300MB email account is puny by all modern standards
I don’t think 300MB per email account is puny. In fact, it’s probably average. People compare it to Google or Yahoo or other providers who are dealing with massively high volumes. But your average ISP isn’t dealing with millions of users. They may be dealing with a few thousand users at most, which is a totally different paradigm. But if you get rid of the idea of using your email as secondary file storage and just think of using it for email. 300MB stores a lot of data. For example, my current Google account has just over 600MB of data. BUT!!! That has email coming in from five of my more active email accounts (yes, I have about 12 email accounts). With that, Google is storing well over 60,000 email messages and attachments.
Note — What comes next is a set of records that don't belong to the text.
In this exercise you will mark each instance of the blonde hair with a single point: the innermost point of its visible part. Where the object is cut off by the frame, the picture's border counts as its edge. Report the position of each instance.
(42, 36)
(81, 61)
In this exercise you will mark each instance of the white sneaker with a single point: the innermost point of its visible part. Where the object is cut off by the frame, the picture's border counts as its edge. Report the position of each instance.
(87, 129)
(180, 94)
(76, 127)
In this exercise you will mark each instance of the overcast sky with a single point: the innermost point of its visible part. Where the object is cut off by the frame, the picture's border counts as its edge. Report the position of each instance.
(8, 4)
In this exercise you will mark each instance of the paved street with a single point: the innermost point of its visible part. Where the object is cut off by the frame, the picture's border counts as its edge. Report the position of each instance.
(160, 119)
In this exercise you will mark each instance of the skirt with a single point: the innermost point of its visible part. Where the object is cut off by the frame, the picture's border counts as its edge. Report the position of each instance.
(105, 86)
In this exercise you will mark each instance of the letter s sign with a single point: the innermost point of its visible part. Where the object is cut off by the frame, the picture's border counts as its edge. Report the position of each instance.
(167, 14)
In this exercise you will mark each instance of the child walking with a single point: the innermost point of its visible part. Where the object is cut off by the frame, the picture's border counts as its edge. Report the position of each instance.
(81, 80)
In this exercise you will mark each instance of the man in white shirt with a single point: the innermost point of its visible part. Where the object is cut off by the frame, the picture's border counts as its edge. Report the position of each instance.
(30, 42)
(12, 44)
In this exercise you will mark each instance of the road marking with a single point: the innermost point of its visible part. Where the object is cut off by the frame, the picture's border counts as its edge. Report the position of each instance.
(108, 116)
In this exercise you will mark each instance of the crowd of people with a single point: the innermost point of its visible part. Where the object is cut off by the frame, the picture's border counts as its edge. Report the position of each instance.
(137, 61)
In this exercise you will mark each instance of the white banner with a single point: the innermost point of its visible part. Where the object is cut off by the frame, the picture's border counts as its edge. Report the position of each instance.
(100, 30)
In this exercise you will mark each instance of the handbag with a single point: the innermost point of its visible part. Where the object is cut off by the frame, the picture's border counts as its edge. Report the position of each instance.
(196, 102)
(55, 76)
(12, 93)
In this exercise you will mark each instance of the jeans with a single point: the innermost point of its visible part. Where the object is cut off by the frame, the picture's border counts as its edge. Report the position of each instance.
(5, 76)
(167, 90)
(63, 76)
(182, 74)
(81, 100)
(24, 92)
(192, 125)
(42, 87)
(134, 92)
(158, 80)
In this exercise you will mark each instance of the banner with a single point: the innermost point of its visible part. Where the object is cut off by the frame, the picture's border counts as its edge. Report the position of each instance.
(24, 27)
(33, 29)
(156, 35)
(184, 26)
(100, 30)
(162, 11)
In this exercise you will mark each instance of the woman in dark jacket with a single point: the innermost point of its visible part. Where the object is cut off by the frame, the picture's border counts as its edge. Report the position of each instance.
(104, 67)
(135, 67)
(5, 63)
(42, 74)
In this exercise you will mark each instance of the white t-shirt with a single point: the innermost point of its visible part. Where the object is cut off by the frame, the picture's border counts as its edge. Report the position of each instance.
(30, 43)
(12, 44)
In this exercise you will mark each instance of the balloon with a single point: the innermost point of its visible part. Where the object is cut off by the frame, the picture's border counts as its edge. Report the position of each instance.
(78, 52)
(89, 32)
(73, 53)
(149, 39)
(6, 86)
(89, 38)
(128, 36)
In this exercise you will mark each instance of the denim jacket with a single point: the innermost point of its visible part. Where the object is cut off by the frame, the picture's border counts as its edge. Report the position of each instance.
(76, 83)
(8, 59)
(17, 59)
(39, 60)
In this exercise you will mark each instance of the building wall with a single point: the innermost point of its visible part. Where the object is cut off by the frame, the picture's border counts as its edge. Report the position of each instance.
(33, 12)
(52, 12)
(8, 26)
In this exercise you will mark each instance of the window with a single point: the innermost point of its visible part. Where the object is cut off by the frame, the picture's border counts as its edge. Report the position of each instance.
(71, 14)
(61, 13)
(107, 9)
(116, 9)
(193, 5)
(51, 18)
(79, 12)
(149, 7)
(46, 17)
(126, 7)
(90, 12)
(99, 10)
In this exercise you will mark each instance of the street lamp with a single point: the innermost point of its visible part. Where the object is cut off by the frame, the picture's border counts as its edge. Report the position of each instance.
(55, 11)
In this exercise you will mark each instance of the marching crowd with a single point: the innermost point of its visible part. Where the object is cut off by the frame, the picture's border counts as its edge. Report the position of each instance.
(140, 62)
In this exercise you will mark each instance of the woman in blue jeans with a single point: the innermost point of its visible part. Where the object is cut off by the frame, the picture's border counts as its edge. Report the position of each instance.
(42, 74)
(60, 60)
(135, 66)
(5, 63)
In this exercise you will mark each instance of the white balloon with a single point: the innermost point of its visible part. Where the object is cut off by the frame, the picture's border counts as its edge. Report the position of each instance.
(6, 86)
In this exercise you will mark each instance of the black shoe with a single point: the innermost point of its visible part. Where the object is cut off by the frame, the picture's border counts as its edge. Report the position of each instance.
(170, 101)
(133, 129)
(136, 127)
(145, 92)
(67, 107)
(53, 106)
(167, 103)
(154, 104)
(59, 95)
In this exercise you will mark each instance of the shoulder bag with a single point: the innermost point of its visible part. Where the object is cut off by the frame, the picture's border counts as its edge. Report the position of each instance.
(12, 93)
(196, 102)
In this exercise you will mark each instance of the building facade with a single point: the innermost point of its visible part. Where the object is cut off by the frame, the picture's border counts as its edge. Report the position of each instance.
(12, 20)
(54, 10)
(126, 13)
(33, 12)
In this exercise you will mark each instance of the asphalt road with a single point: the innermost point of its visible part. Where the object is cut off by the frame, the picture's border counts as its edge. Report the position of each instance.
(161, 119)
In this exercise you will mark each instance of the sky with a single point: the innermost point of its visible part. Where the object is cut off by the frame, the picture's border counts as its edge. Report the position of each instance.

The point is, a single email account for a high volume email users could take years to use up 300MB of storage. If the average email user gets 30 messages a day, 900 messages a month (which is probably slightly on the high side), without attachments, thats about 11,000 messages a year or about 11MB per year without attachments. 300MB will store close to 250,000 messages, with a variety of attachments between 100kb-2MB. This all assumes removal of spam on the regular basis. Plus more people still use POP over IMAP. And while that will eventually change, it does mean that most people are cleaning out the storage space at least once a week or so.
I know people do it, but sending large files via email, regardless if its Google, just isn’t a great idea. Lord knows enough of my clients attempt to do it; but luckily most don’t even have the patience to send a 30MB file, let alone a 100MB file.
I’d be more concern with number of emails, than size of individual accounts.
Plus with the move towards more decentralized services, if you need more than average, you can still get a basic account, have your photos stored at Flickr, your videos at YouTube, and route your email into Google.